South Korea’s ruling Democratic Party has set up a Digital Asset Task Force to draft rules for cryptocurrencies and won-based stablecoins before December. The initiative seeks a legal framework spanning issuers, banks, exchanges, and the Bank of Korea while balancing innovation with financial stability and limiting capital outflows. The plan includes a dedicated policy for won stablecoins and completion of the Digital Asset Basic Act.
The task force aims to preserve innovation while protecting financial stability and limiting capital outflows, building a legal frame that covers issuers, banks, exchanges, and the Bank of Korea. A dedicated policy for won stablecoins will require issuers to hold at least KRW 500 million in capital and maintain 100% reserves equal to coins issued. The plan reduces reliance on dollar stablecoins and supports monetary sovereignty.

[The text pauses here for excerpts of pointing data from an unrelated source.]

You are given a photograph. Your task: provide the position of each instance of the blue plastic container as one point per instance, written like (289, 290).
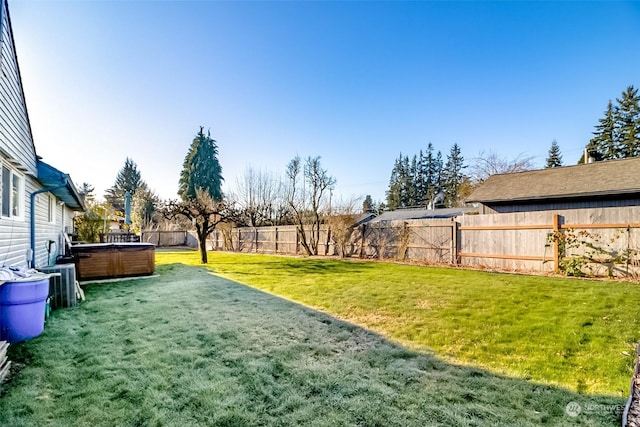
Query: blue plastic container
(22, 308)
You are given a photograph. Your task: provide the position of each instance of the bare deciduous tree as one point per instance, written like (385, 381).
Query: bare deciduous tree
(260, 198)
(205, 214)
(487, 164)
(308, 199)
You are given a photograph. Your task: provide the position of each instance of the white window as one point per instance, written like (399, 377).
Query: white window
(12, 193)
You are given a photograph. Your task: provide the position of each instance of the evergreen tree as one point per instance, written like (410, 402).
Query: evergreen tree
(603, 144)
(393, 194)
(420, 180)
(200, 188)
(86, 193)
(453, 176)
(405, 182)
(627, 123)
(617, 136)
(555, 158)
(128, 179)
(201, 169)
(434, 173)
(368, 205)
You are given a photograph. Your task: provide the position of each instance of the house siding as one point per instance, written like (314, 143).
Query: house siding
(18, 152)
(559, 205)
(15, 232)
(16, 142)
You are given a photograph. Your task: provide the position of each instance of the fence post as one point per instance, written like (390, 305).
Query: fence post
(556, 243)
(454, 241)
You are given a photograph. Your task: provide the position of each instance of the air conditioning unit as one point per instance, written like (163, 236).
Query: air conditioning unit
(62, 286)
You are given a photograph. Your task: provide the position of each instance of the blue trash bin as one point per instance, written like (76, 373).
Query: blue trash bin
(22, 308)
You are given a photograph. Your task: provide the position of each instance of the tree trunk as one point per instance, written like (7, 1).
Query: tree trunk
(203, 249)
(202, 240)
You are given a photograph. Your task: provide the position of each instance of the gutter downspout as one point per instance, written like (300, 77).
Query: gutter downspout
(33, 217)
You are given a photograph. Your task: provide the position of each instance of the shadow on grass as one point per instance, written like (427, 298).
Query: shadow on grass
(191, 348)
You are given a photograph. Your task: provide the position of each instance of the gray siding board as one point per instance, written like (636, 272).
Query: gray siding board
(15, 133)
(559, 205)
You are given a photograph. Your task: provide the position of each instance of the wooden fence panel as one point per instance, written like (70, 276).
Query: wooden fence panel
(521, 241)
(165, 238)
(512, 241)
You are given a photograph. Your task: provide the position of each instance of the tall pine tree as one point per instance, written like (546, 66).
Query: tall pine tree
(617, 136)
(201, 169)
(128, 179)
(627, 124)
(554, 159)
(453, 176)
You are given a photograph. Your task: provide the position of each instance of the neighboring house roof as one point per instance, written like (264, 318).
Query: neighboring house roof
(606, 178)
(421, 213)
(60, 185)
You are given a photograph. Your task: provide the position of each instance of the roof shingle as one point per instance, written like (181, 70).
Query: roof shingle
(586, 180)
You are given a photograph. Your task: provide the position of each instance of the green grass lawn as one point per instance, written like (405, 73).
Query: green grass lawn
(189, 348)
(578, 334)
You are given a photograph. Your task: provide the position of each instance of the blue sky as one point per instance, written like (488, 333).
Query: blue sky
(353, 82)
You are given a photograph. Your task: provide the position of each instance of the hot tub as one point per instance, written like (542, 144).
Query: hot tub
(110, 260)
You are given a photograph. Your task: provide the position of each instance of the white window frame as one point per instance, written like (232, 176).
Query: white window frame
(16, 201)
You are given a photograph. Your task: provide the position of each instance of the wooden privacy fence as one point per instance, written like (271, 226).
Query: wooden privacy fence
(602, 240)
(431, 241)
(165, 238)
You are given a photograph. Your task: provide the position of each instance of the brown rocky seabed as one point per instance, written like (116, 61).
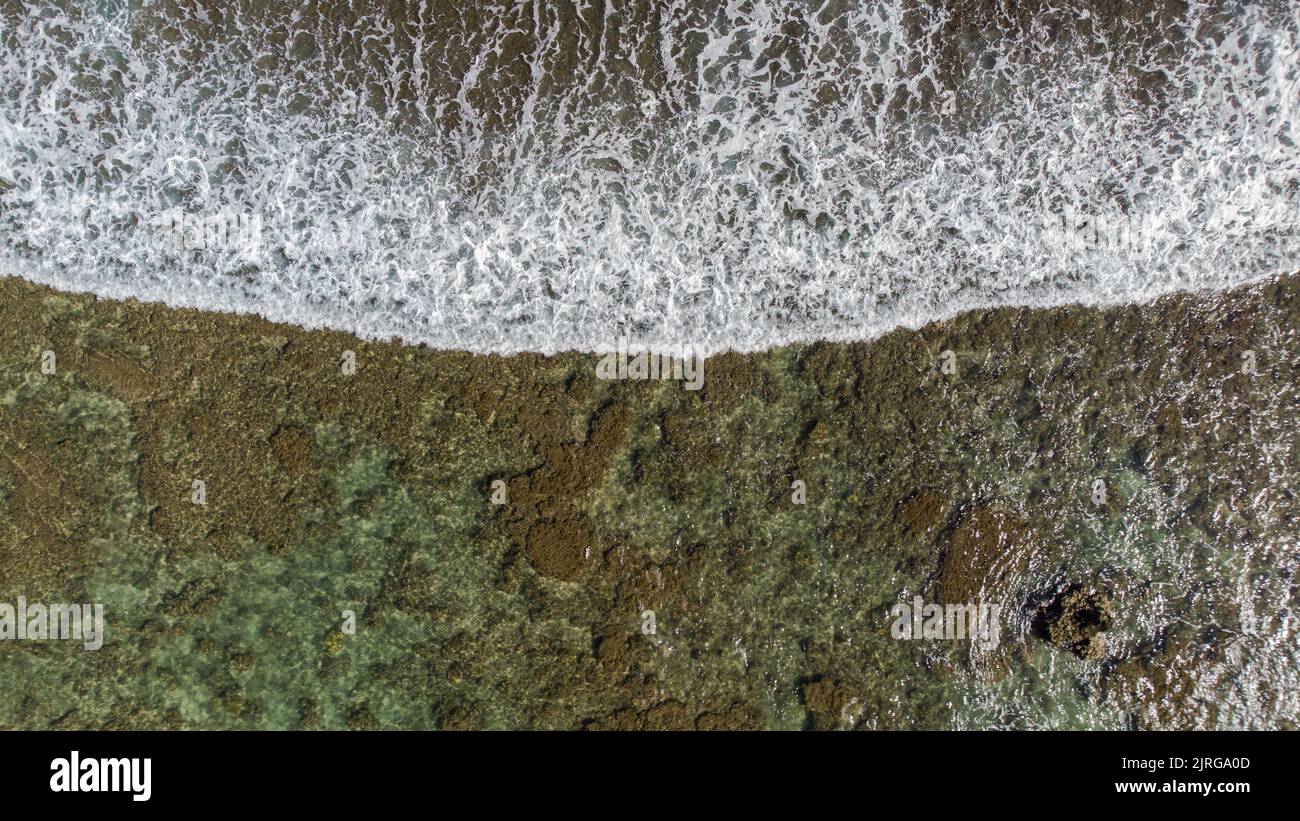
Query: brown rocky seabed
(371, 492)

The Digital Asset Basic Act will expand the legal definition of digital assets to include security tokens and allow the Financial Services Commission to probe and punish manipulation or insider trading. The party will hold public hearings with exchanges and fintechs and aims to pass the bill this year.

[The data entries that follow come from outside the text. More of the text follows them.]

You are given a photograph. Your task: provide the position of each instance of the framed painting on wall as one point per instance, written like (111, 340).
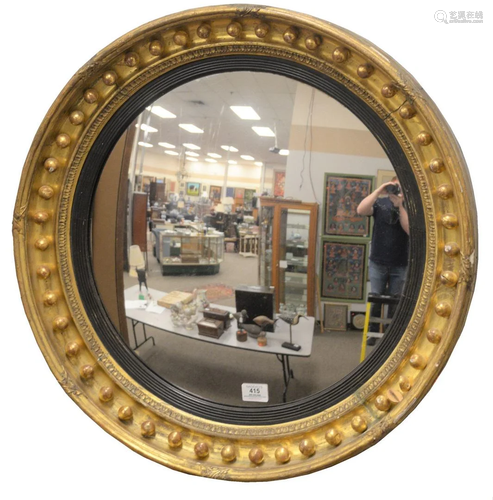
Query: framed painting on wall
(279, 180)
(335, 317)
(343, 194)
(193, 188)
(344, 270)
(215, 193)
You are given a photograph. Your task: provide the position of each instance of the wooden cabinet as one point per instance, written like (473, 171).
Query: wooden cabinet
(288, 237)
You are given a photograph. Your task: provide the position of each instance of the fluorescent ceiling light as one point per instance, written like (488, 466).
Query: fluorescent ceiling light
(146, 128)
(161, 112)
(264, 131)
(245, 112)
(190, 127)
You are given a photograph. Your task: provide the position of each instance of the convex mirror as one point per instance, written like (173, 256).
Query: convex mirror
(53, 224)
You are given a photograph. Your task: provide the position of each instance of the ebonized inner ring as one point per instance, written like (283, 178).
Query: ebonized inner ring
(81, 249)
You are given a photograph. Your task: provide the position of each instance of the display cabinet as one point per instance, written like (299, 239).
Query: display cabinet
(190, 252)
(288, 236)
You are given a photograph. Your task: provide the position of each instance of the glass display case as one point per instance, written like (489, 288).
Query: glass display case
(190, 252)
(288, 235)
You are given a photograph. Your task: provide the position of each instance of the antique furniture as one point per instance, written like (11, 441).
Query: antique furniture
(288, 235)
(52, 236)
(189, 252)
(226, 337)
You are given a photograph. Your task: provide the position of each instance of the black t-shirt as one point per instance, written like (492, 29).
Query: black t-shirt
(389, 243)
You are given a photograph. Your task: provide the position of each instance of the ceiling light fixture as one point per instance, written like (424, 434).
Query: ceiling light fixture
(190, 146)
(189, 127)
(264, 131)
(146, 128)
(245, 112)
(161, 112)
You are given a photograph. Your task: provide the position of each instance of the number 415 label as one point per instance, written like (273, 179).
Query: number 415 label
(255, 392)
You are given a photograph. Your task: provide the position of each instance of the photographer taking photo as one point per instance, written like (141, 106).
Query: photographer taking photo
(389, 244)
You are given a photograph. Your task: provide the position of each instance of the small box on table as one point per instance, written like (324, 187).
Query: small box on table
(210, 328)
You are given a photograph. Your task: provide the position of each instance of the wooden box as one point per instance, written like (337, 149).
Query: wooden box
(210, 328)
(218, 314)
(173, 298)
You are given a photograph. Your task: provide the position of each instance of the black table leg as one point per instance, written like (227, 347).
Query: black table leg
(286, 372)
(146, 338)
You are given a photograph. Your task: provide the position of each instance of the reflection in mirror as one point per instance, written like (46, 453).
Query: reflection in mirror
(232, 232)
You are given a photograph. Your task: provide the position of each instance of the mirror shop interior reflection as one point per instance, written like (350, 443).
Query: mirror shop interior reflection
(232, 238)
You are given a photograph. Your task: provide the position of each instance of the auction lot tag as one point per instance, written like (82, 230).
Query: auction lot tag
(255, 392)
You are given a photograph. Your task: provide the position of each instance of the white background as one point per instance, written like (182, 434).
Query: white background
(52, 450)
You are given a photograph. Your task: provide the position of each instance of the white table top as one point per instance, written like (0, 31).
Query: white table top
(302, 333)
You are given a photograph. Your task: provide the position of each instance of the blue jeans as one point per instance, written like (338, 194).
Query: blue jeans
(385, 280)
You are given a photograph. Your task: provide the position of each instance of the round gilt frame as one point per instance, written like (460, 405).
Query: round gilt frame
(75, 354)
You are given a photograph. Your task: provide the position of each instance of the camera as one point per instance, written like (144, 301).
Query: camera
(393, 189)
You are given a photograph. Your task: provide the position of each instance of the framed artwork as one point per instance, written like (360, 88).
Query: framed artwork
(344, 270)
(335, 317)
(343, 194)
(193, 189)
(279, 180)
(215, 193)
(357, 320)
(384, 176)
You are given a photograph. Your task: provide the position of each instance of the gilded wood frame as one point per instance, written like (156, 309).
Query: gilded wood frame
(88, 373)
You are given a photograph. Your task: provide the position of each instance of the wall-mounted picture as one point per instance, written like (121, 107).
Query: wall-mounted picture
(335, 317)
(343, 194)
(279, 181)
(193, 188)
(344, 271)
(215, 193)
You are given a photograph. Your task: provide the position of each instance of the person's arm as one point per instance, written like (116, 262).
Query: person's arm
(366, 205)
(398, 201)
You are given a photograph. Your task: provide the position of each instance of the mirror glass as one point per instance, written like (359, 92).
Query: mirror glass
(232, 232)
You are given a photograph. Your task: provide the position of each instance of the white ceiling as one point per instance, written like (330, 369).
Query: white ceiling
(206, 103)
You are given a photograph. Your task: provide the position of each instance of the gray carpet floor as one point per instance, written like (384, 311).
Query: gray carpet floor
(217, 372)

Market participants are already positioning around won stablecoins: Woori Bank backs the coin KRW1, and KakaoBank has filed the brands KRWGlobal and KRWKaia.
South Korea and stablecoins
Supervisory roles remain under discussion, with the Bank of Korea seeking a lead role because stablecoins affect monetary policy, while lawmakers prefer balanced oversight that does not block new products. The Financial Services Commission is also studying spot Bitcoin and other crypto ETFs and may let crypto firms claim venture tax breaks.
Next step: the party will push the Digital Asset Basic Act toward a parliamentary vote before the end of the year. If passed, the framework would formalize oversight while supporting monetary sovereignty and market development, with the balance between the FSC and the Bank of Korea shaping the pace and strictness of implementation.